K.S. Rajan (28 Dec 2014)


Russian Weapons Advancements
Ed Hindson
Dr. Ed Hindson
World Prophetic Ministry

Russian President Vladimir Putin announced in mid-September that his country will embark on a program to introduce an array of new nuclear and conventional weapons, according to an Associated Press report.

Putin's announcement came just as the Russian military successfully test-fired a Bulava intercontinental ballistic missile from a nuclear submarine. The Bulava has been plagued with problems in the past, so its success on this occasion was a cause for celebration in Russia.

The Russian leader was concerned about actions taken by the U.S. and the West that are perceived as threats to his nation. He said, "We have warned many times that we would have to take corresponding countermeasures to ensure our security... I would like to underline that we only take retaliatory steps."


The AP report elaborated, "Putin said Russia's weapons modernization program for 2016-2025 should focus on building a new array of offensive weapons to provide a 'guaranteed nuclear deterrent;' re-arming strategic and long-range aviation; creating an aerospace defense system and developing high-precision conventional weapons."

Putin did not elaborate on the particular weapons he had in mind, but in the past, he has boasted that new Russian missiles can "penetrate any prospective missile shield."

"Talking about potential threats, the Russian president specifically pointed at the U.S. missile defense program and Washington's plans to develop new conventional weapons that could strike targets anywhere in the world in as little as an hour with deadly precision."

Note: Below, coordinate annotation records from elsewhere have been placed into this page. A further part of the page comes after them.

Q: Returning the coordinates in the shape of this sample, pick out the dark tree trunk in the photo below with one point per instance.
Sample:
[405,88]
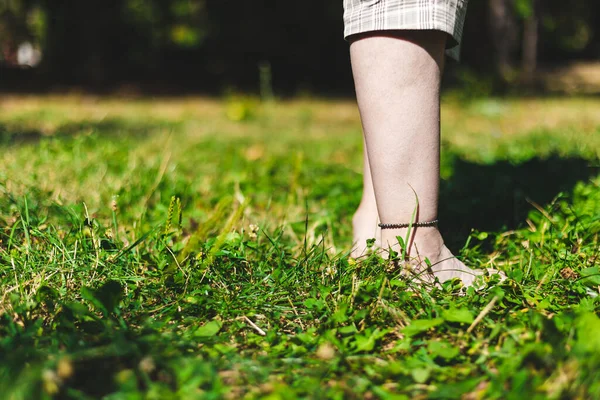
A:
[503,27]
[85,40]
[530,44]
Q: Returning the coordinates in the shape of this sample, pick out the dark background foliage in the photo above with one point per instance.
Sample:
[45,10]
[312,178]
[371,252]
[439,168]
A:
[211,45]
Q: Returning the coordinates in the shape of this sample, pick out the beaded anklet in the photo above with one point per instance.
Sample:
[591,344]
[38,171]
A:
[426,224]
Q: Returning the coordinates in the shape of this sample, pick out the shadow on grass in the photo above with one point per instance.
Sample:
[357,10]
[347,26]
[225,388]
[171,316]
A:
[498,197]
[493,198]
[16,134]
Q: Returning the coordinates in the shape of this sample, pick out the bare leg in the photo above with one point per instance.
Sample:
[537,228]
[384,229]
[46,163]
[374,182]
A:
[397,77]
[365,220]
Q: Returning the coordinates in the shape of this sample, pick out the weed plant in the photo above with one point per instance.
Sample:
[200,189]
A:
[165,250]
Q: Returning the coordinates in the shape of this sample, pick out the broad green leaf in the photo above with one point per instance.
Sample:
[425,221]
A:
[442,349]
[420,375]
[209,329]
[591,275]
[421,325]
[588,327]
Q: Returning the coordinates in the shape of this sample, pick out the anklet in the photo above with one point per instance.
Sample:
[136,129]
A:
[426,224]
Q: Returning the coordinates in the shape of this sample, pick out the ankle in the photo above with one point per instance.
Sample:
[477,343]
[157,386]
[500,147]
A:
[422,242]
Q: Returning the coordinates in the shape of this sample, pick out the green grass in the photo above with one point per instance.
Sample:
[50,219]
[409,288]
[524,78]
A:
[193,248]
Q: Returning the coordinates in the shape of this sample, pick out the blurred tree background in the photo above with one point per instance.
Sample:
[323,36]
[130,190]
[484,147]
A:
[210,45]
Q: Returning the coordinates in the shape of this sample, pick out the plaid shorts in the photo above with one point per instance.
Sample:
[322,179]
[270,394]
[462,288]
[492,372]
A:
[377,15]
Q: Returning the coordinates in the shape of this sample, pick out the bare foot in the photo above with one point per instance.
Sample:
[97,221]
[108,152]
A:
[427,243]
[364,227]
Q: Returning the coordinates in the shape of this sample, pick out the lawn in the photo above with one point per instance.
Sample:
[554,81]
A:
[198,248]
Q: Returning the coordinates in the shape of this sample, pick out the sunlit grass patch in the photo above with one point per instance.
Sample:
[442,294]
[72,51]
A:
[163,248]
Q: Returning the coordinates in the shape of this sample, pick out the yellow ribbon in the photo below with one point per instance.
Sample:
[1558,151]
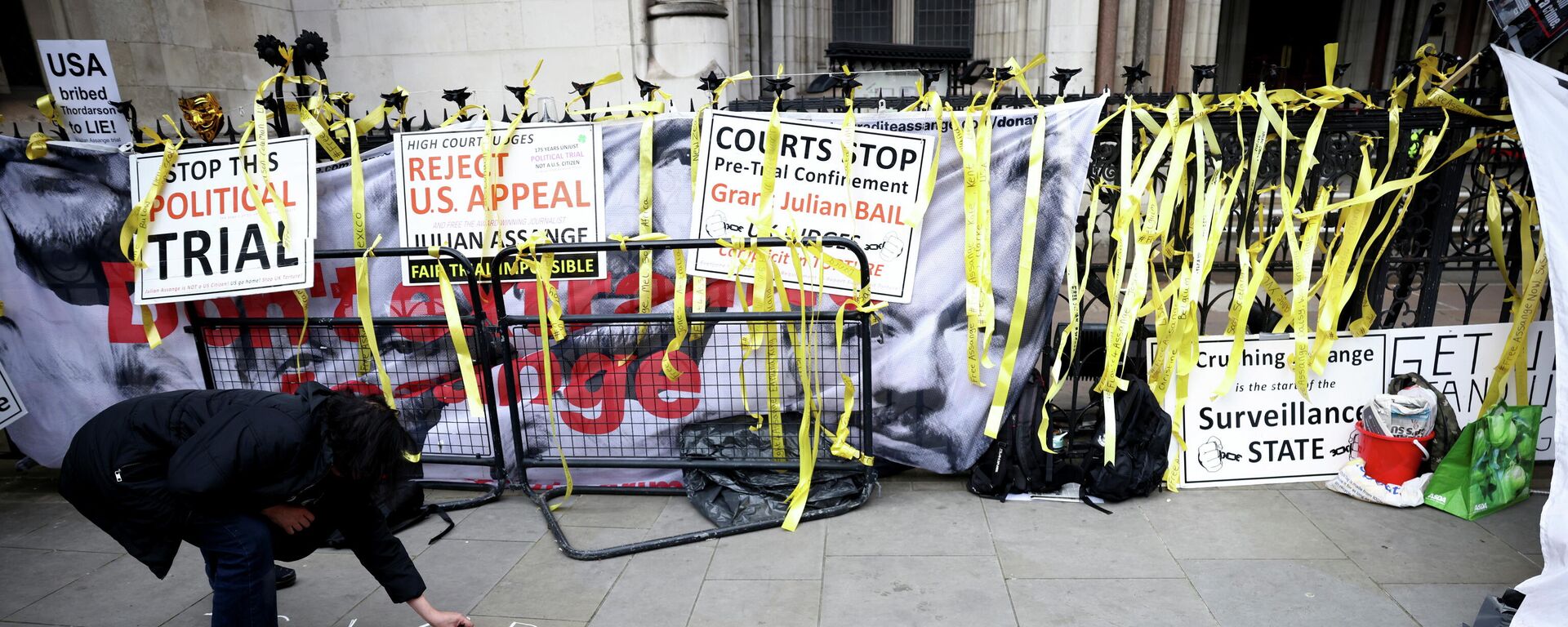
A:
[368,327]
[460,339]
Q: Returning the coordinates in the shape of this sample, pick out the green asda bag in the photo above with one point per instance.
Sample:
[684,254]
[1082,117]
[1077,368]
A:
[1490,465]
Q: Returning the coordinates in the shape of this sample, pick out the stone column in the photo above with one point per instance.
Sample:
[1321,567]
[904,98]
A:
[687,38]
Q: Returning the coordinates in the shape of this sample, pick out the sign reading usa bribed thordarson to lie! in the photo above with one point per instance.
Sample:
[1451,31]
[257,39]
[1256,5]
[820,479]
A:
[548,179]
[813,196]
[1264,431]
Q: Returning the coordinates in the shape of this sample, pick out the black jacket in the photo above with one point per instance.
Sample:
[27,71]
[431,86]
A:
[141,466]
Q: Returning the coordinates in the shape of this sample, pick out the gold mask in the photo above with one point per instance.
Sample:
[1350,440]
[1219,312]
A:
[204,115]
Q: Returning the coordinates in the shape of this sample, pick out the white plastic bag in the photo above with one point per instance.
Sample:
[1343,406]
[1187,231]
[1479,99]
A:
[1353,482]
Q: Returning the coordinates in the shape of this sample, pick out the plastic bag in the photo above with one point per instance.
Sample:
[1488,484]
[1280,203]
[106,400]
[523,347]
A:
[1490,466]
[1353,482]
[1404,414]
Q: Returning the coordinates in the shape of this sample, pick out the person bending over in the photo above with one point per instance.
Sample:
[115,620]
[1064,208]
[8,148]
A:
[248,477]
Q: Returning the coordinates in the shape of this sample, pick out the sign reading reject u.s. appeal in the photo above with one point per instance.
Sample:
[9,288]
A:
[206,233]
[813,196]
[1263,431]
[549,177]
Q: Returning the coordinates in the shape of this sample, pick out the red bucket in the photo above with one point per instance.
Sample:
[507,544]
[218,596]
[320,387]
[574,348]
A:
[1392,460]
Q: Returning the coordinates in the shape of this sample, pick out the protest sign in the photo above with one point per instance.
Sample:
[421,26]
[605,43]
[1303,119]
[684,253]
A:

Putin's concerns about American and NATO advances in conventional weapons has caused him to place conventional weapons as one of Russia's chief areas of emphasis.

Russia's comparative weakness in this area means that they have to rely more heavily on nuclear deterrence, making it possible, according to the AP, that "Russia may use nuclear weapons first in response to conventional aggression"—certainly not an outcome anyone wants to occur.

The Russian leader also emphasized that his country must rely more on domestic production for military components. The ongoing conflict with neighboring Ukraine has caused not only Ukraine but also many Western nations to cut their military-related exports to Russia.

Putin emphasized that he did not wish to launch another arms race, but this certainly sounds like one. The ability of the new weapons to penetrate our missile shields will undoubtedly make it mandatory for us to improve or replace those shields. And additional conventional weapons on Russia's part will trigger the need for more on our part as well.

For all nations involved in such an arms race, additional funds spent on weapons systems will invariably mean much-needed domestic projects will remain undone. But such is the price that must be paid in a world that is increasingly leaning to militarization.